Commodore User
1st March 1987
Author: Keith Campbell
Publisher: Infocom
Machine: Commodore 64/128
Published in Commodore User #43
Hollywood Hi-Jinx
As a kid, you and your cousins spent many happy holidays with your favourite uncle and aunt, the childless-but-rich and famous Buddy Burbank and his wife Hildegarde. Buddy and Hildegarde owned a highly successful film studio, built on box-office hits like Attack Of The Killer Rutabagas and Vampire Penguins of the North. Buddy's creative talents were unique - so horrifying was the climax of his Meltdown on Elm Street, that several movie-goers died of shock before, eventually, the film was banned.
He had his own stable of film stars, including the Rambo-like actor Buck Palace, the Fighting Mailman.
But that is all over, for now, some several years after the massive heart attack which killed Buddy, Aunt Hildegarde is dead. You, their favourite nephew, have been left the entire estate - but on one condition! You must stay in the house and grounds overnight, and by nine o'clock the following morning be present in the living room with ten treasures - nostalgic props and items connected with Buddy's films, which are hidden on the premises.
And so, armed with nothing but a flashlight, a letter of explanation from Aunt Hildegarde and an autographed photo of Uncle Buddy, you are deposited outside the mansion at dusk by the Burbank's lawyer. These last two items come with the package, and the photo contains a touching little poem, so typical of Uncle Buddy, written on the back. One verse, for example, reads:
"Be bold as Captain Bob in 'Cannibal Buffet of the East',
Who agreed to come to dinner, not knowing he was the feast,
Finger-tip hors d'oeuvres were greasy
Sautéed eyeballs weren't so hot
But their mouths began to water when they put Bob in the pot."
With no more ado, you approach the front porch to enter the mansion. Snag - no key, and the door is locked! Not to worry, the grounds are extensive and include a beautiful garden, patio and even a full-blown hedge maze. Over the cliff lies a ladder - but it's too awkward to carry back up. Perhaps the secret is in the maze - but the map found in the mailbox is... well, if that's Infocom's idea of graphics, it's worse than useless.

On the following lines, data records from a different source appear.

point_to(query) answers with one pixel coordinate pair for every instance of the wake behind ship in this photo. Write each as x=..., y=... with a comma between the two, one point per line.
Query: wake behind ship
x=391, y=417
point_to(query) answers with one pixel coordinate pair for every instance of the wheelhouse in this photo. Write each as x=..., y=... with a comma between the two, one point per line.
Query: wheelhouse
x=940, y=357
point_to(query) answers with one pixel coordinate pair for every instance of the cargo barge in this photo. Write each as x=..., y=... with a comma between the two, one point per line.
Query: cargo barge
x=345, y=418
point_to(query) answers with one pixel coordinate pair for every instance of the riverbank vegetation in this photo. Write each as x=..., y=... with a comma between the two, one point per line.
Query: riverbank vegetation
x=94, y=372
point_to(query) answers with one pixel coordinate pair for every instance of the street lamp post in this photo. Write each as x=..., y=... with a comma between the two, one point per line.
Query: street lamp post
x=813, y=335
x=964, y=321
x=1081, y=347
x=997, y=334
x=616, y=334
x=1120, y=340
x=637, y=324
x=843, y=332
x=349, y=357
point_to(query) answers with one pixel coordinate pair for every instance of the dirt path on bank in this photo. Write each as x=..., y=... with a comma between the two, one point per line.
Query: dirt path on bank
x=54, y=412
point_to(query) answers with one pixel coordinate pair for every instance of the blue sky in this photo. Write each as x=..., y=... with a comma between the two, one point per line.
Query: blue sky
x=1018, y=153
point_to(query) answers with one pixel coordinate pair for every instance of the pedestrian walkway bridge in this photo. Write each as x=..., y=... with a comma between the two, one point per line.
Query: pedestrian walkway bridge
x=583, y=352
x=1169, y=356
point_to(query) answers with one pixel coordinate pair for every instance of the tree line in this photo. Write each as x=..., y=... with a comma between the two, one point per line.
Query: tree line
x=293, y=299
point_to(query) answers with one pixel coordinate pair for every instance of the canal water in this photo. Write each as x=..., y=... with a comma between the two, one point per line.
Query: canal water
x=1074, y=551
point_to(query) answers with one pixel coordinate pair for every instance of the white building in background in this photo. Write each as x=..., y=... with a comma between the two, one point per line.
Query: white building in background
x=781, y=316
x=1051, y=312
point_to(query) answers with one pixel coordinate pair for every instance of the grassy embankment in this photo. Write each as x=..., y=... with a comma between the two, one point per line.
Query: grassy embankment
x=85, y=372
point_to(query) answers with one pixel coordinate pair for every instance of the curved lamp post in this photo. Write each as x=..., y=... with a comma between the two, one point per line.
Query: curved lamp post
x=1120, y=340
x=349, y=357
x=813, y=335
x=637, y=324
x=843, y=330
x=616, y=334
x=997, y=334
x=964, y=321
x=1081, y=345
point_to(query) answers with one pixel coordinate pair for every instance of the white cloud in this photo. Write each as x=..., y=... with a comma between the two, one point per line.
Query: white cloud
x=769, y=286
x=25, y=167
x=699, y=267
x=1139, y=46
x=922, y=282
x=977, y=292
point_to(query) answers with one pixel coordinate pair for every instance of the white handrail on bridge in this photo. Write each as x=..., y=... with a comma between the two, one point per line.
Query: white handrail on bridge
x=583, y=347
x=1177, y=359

Two hours later is about the time that panic can easily set in to an adventure reviewer. With the deadline well past when the game arrived at the office, the dynamic Editor having rearranged the production schedules to get the review into the April issue, and still an ominous silence from the Valley typewriter, panic did, indeed, set in.
Round the premises again. Examine everything. There must be a way in. Try climbing the house, try breaking the doors down, search for windows, throw heavy objects around... Perhaps that unopenable hatch halfway down the cliff is the way in? But it remains - unopenable!
I am not thinking the unthinkable. A bad review for an Infocom game, on the grounds that there is an overwhelmingly difficult puzzle at the beginning.
Pull yourself together, Campbell, and be analytical! There's one niggling thing that keeps happening, for no apparent reason, early on each time the game is restarted. Why? Experiment. Come to a conclusion but come up with no definitive answer - a working theory with a million possible alternatives. Logic says the answer is staring me in the face somewhere.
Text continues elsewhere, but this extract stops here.